Bean: All this wedding hassle for a stupid political alliance! I thought that I'd get married for true love or because I was wasted...
Bunty: Lots of reasons to get married ma'am: I got married for a goat. Now let's hurry - the prince'll be here any minute to marry ya, and, time permittin'... (beat) meet ya.

  • Wicked Stepmother: Inverted. The audience is primed to expect Bean's step-mother Queen Oona to be wicked, but it turns out to be her mother Dagmar which is the evil one.
  • Who Wants to Live Forever?: The quest for the elixir of life (as in Holy Grail) and the Eternity Pendant.

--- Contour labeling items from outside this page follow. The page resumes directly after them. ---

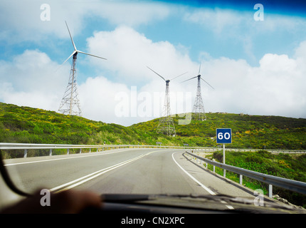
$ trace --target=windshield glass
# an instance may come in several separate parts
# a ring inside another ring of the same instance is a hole
[[[300,192],[186,152],[306,182],[304,3],[0,6],[0,149],[19,188],[305,207]]]

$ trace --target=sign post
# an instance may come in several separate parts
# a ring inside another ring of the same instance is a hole
[[[231,143],[231,128],[216,129],[217,143],[222,143],[223,147],[223,164],[226,163],[226,143]],[[226,177],[226,170],[223,169],[223,177]]]

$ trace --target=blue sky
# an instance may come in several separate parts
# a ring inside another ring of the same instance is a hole
[[[258,3],[263,21],[253,17]],[[43,4],[50,20],[41,19]],[[196,81],[180,82],[196,76],[200,63],[215,88],[202,85],[207,112],[306,118],[305,6],[295,1],[4,1],[0,101],[58,109],[72,59],[61,63],[73,51],[66,21],[78,49],[107,58],[78,56],[85,118],[129,125],[159,117],[164,83],[147,66],[165,78],[188,71],[171,83],[172,109],[191,111]]]

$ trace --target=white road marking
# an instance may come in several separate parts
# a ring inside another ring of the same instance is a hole
[[[209,192],[209,193],[211,195],[216,195],[216,194],[215,192],[213,192],[213,191],[211,191],[209,187],[206,187],[204,185],[203,185],[201,182],[200,182],[198,180],[196,180],[194,176],[192,176],[190,173],[189,173],[187,171],[186,171],[174,159],[174,157],[173,156],[174,154],[176,153],[174,152],[172,153],[172,159],[174,161],[174,162],[177,165],[177,166],[179,166],[179,167],[181,168],[181,170],[184,171],[184,172],[185,172],[190,178],[191,178],[194,181],[195,181],[198,185],[199,185],[201,187],[203,187],[205,190],[206,190],[207,192]],[[226,202],[224,201],[221,201],[222,203],[223,204],[226,204]],[[233,209],[234,208],[231,206],[231,205],[227,205],[226,204],[226,207],[228,208],[229,209]]]
[[[66,187],[65,187],[65,188],[63,188],[62,190],[58,190],[56,192],[62,192],[62,191],[65,191],[65,190],[70,190],[70,189],[71,189],[73,187],[75,187],[78,186],[78,185],[81,185],[83,183],[85,183],[85,182],[88,182],[88,181],[89,181],[89,180],[92,180],[93,178],[95,178],[95,177],[98,177],[98,176],[100,176],[100,175],[102,175],[102,174],[104,174],[105,172],[107,172],[111,171],[112,170],[117,169],[117,167],[120,167],[122,165],[126,165],[126,164],[130,163],[131,162],[135,161],[135,160],[138,160],[139,158],[142,158],[142,157],[143,157],[144,156],[147,156],[147,155],[149,155],[149,154],[151,154],[152,152],[157,152],[157,151],[160,151],[160,150],[152,151],[152,152],[148,152],[148,153],[147,153],[145,155],[139,155],[138,157],[130,159],[128,160],[120,162],[118,164],[116,164],[116,165],[107,167],[106,168],[104,168],[104,169],[102,169],[100,170],[98,170],[98,171],[94,172],[93,173],[90,173],[90,174],[89,174],[88,175],[85,175],[84,177],[82,177],[78,178],[78,179],[76,179],[75,180],[73,180],[73,181],[70,181],[69,182],[67,182],[65,184],[63,184],[63,185],[55,187],[51,189],[50,191],[51,192],[56,191],[56,190],[60,190],[60,189],[61,189],[63,187],[65,187],[66,186],[67,186]]]

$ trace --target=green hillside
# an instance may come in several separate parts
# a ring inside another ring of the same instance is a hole
[[[0,103],[0,142],[138,144],[216,147],[216,129],[232,128],[227,147],[306,150],[306,119],[207,113],[207,120],[178,125],[176,136],[157,135],[159,119],[130,127]]]

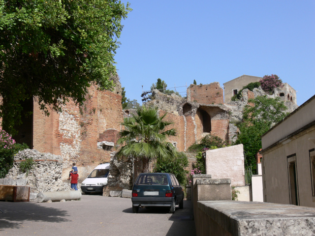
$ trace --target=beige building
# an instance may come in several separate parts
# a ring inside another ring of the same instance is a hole
[[[315,95],[261,141],[264,202],[315,207]]]

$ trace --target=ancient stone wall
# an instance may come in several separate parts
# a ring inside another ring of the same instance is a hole
[[[223,104],[223,89],[219,82],[204,85],[190,85],[187,88],[187,94],[189,93],[189,101],[202,104]]]
[[[20,164],[31,157],[34,162],[32,169],[28,174],[22,173]],[[14,156],[13,167],[5,178],[13,179],[14,185],[30,186],[32,193],[69,190],[70,180],[63,182],[62,180],[63,163],[63,159],[60,155],[26,149],[19,151]]]
[[[72,162],[83,180],[97,165],[110,161],[112,147],[97,148],[97,143],[118,139],[123,113],[122,97],[117,92],[92,86],[83,105],[70,101],[62,113],[51,111],[49,117],[34,102],[33,148],[61,155],[63,180],[67,177]]]

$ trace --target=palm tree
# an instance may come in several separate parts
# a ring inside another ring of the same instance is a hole
[[[175,136],[175,129],[166,130],[173,123],[163,119],[167,113],[159,117],[157,109],[142,106],[136,109],[136,115],[125,119],[122,124],[125,127],[119,133],[119,145],[124,145],[117,152],[118,156],[132,156],[143,161],[142,171],[149,170],[149,161],[158,157],[163,159],[175,157],[177,150],[166,142],[166,137]]]

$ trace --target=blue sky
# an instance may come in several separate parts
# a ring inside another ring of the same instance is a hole
[[[299,105],[315,94],[314,0],[128,1],[115,58],[131,100],[141,104],[158,78],[168,88],[223,86],[243,74],[277,75]]]

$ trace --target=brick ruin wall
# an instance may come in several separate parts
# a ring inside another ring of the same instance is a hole
[[[69,102],[62,113],[52,111],[49,117],[33,103],[33,148],[62,156],[63,180],[72,162],[76,163],[82,180],[97,165],[110,161],[114,148],[98,149],[96,144],[118,139],[123,119],[122,96],[118,93],[91,86],[83,106]]]
[[[219,82],[204,85],[190,85],[187,88],[187,94],[189,101],[202,104],[223,104],[223,89]]]
[[[188,94],[189,93],[191,97],[195,97],[193,95],[191,95],[193,91],[191,90],[191,88],[196,86],[192,86],[193,85],[191,85],[188,88]],[[167,113],[165,119],[173,122],[173,124],[168,127],[174,128],[177,131],[177,136],[169,137],[168,141],[181,151],[187,151],[189,146],[206,134],[218,136],[224,141],[229,140],[229,109],[220,103],[220,102],[223,102],[223,91],[220,84],[216,82],[197,87],[204,93],[209,93],[210,94],[209,97],[212,97],[211,94],[217,96],[218,92],[212,92],[212,91],[219,89],[220,91],[219,95],[220,94],[222,99],[218,99],[214,100],[214,102],[206,101],[208,104],[201,104],[195,101],[189,101],[188,99],[174,94],[170,96],[155,90],[152,93],[154,99],[148,103],[149,105],[158,107],[160,109],[160,116]],[[196,92],[196,90],[195,89],[194,92]],[[209,102],[211,104],[209,104]],[[213,104],[214,102],[216,103]],[[203,114],[205,114],[206,116]],[[209,126],[209,130],[206,130],[207,132],[204,130],[206,125]]]

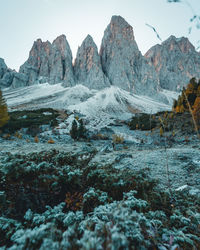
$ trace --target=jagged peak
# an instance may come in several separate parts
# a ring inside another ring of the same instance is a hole
[[[127,21],[121,16],[112,16],[110,24],[116,24],[120,26],[131,26]]]
[[[87,35],[86,38],[83,40],[81,47],[97,47],[92,36],[91,35]]]
[[[62,35],[60,35],[60,36],[58,36],[58,37],[56,37],[56,39],[53,41],[53,43],[52,44],[55,44],[55,43],[61,43],[62,41],[67,41],[67,38],[66,38],[66,36],[64,35],[64,34],[62,34]]]
[[[121,16],[112,16],[104,32],[104,37],[107,36],[111,36],[111,39],[120,36],[128,41],[135,40],[132,26]]]

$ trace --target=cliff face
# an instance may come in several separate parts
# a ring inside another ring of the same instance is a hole
[[[200,78],[200,54],[187,38],[170,36],[161,45],[153,46],[145,57],[155,67],[164,89],[177,91],[192,77]]]
[[[9,87],[12,84],[14,72],[8,69],[4,59],[0,58],[0,88]]]
[[[72,53],[66,37],[59,36],[52,44],[38,39],[19,72],[28,76],[27,85],[43,82],[73,85]]]
[[[112,17],[104,32],[100,55],[103,71],[112,85],[144,95],[157,92],[155,69],[142,56],[133,28],[122,17]]]
[[[90,35],[78,48],[74,73],[77,83],[88,88],[102,89],[110,86],[110,82],[102,70],[97,46]]]
[[[90,89],[113,85],[164,101],[161,87],[177,91],[192,77],[200,78],[200,53],[187,38],[171,36],[142,56],[133,28],[121,16],[111,18],[100,53],[92,37],[85,38],[74,65],[64,35],[53,43],[35,41],[19,73],[8,69],[0,59],[0,86],[13,88],[44,82],[61,82],[65,87],[83,84]]]

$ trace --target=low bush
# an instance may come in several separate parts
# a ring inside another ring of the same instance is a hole
[[[131,130],[151,130],[156,127],[157,122],[155,117],[150,114],[136,114],[129,122],[129,127]]]
[[[1,157],[0,247],[198,249],[198,196],[171,197],[148,169],[92,163],[95,154],[88,147]]]

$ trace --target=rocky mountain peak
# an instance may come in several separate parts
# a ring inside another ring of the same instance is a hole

  • You Are Worth Hell: In order for Luci's Orphean Rescue to succeed, Elfo has to be kicked out of Heaven and thrown into Hell, as Luci has no way to enter Heaven. Despite God telling Elfo that doing this will bar him from Heaven forever, he still does so in order to be with Bean, likely meaning his soul will be damned again when he dies a second time. Downplayed later, when it is implied God was just teasing him.